Broschi was born in Apulia in 1698. His father Salvatore was a composer and maestro di cappella of the city's cathedral. In 1711, the family moved to Naples. Riccardo was enrolled in the Conservatory of S. Maria di Loreto, where he would study to become a composer under G. Perugino and F. Mancinipresso. Salvatore. Riccardo made his debut in 1725 with _La Vecchia Sorda_. He then moved to London in 1726 where he wrote several heroic operas. He served briefly at the Stuttgart court between 1737 and 1739 before going to join his brother in Madrid. Riccardo died in Madrid in 1756.

His brother was the castrato Farinelli. Farinelli sang in a number of his operas. One of his brother's most famous show pieces was composed by Riccardo for a pasticcio (an "operatic compilation consisting of different scenes composed by different individuals). The aria was "Son qual nave". Wiki's list of selected works includes two arias for soprano castrato which matches Farinelli's range.

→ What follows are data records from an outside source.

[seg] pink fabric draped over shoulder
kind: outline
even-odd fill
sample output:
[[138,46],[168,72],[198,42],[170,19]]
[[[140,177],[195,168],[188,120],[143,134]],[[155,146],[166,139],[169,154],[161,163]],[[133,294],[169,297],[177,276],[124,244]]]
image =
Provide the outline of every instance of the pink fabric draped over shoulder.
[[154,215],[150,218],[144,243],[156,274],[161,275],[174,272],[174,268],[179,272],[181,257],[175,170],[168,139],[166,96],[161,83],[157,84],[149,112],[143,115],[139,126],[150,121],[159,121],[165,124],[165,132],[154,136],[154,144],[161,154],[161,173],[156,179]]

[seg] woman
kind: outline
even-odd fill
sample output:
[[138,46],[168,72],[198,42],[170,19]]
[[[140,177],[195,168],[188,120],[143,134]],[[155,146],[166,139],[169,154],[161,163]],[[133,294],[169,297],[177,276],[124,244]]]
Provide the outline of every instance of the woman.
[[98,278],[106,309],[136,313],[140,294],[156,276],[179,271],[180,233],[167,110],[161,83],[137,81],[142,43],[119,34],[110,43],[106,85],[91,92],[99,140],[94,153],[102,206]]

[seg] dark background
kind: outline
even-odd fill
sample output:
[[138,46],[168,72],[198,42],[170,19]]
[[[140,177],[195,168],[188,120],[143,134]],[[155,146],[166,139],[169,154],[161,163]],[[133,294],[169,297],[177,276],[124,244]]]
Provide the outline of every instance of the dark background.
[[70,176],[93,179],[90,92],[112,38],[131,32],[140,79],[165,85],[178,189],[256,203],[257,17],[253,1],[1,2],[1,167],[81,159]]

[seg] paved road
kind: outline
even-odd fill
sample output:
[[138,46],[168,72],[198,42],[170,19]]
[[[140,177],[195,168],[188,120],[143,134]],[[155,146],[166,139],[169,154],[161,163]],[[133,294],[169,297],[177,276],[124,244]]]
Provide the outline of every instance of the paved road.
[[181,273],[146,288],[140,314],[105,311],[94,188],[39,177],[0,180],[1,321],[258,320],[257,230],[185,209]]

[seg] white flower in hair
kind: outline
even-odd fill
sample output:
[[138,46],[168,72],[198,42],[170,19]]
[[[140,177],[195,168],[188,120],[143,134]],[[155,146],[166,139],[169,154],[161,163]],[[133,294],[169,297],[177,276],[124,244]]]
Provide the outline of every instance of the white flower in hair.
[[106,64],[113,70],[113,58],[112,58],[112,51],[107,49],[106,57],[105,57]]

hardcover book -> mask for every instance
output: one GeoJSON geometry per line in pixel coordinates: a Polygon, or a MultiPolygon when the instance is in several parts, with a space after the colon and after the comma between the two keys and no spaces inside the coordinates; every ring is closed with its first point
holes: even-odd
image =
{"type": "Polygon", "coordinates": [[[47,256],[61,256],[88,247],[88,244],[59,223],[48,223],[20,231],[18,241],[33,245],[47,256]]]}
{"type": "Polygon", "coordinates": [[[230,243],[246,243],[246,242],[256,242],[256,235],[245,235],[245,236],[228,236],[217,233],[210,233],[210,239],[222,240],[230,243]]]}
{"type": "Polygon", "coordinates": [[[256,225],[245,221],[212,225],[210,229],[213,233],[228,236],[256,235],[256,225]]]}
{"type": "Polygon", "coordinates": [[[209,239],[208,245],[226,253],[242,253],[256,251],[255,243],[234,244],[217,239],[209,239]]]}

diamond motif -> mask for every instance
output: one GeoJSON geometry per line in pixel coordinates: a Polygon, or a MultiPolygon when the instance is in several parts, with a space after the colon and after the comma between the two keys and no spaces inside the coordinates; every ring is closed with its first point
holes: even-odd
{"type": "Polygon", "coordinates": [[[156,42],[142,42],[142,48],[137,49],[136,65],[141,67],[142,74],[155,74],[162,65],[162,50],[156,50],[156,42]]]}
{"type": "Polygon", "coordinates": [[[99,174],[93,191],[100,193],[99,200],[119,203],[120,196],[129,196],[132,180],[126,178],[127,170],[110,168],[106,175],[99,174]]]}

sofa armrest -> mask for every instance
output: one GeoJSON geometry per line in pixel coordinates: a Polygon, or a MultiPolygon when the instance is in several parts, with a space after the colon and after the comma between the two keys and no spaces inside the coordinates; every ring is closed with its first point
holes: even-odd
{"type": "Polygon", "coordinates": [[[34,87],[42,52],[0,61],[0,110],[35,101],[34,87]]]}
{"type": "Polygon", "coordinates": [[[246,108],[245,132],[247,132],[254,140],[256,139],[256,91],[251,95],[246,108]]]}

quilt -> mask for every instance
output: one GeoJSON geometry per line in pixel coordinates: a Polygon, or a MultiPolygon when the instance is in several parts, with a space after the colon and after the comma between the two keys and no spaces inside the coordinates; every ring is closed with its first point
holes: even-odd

Here is a selection of these arias:


----------



## Ingélou (Feb 10, 2013)

There doesn't seem to be a lot on YouTube - I'm listening to these arias from La Merope, sung by Cecilia Bartoli, and they're lovely.


----------



## RICK RIEKERT (Oct 9, 2017)

Charles Burney comments on Farinelli's celebrated 1734 London performance of _Son qual nave_: "The first note he sung was taken with such delicacy, swelled by minute degrees to such an amazing volume, and afterwards diminished in the same manner to a mere point, that it was applauded for a full five minutes. After this he set off with such brilliancy and rapidity of execution, that it was difficult for the violins of those days to keep pace with him."

Riccardo Broschi's _Merope_ was a huge success at last year's Innsbruck Festival of Early Music. It was conducted by the Festival's artistic director, Alessandro De Marchi, with staging and direction by the esteemed baroque choreographer Sigrid T'Hooft. Farinelli's role was taken by the superb Australian countertenor David Hansen.


----------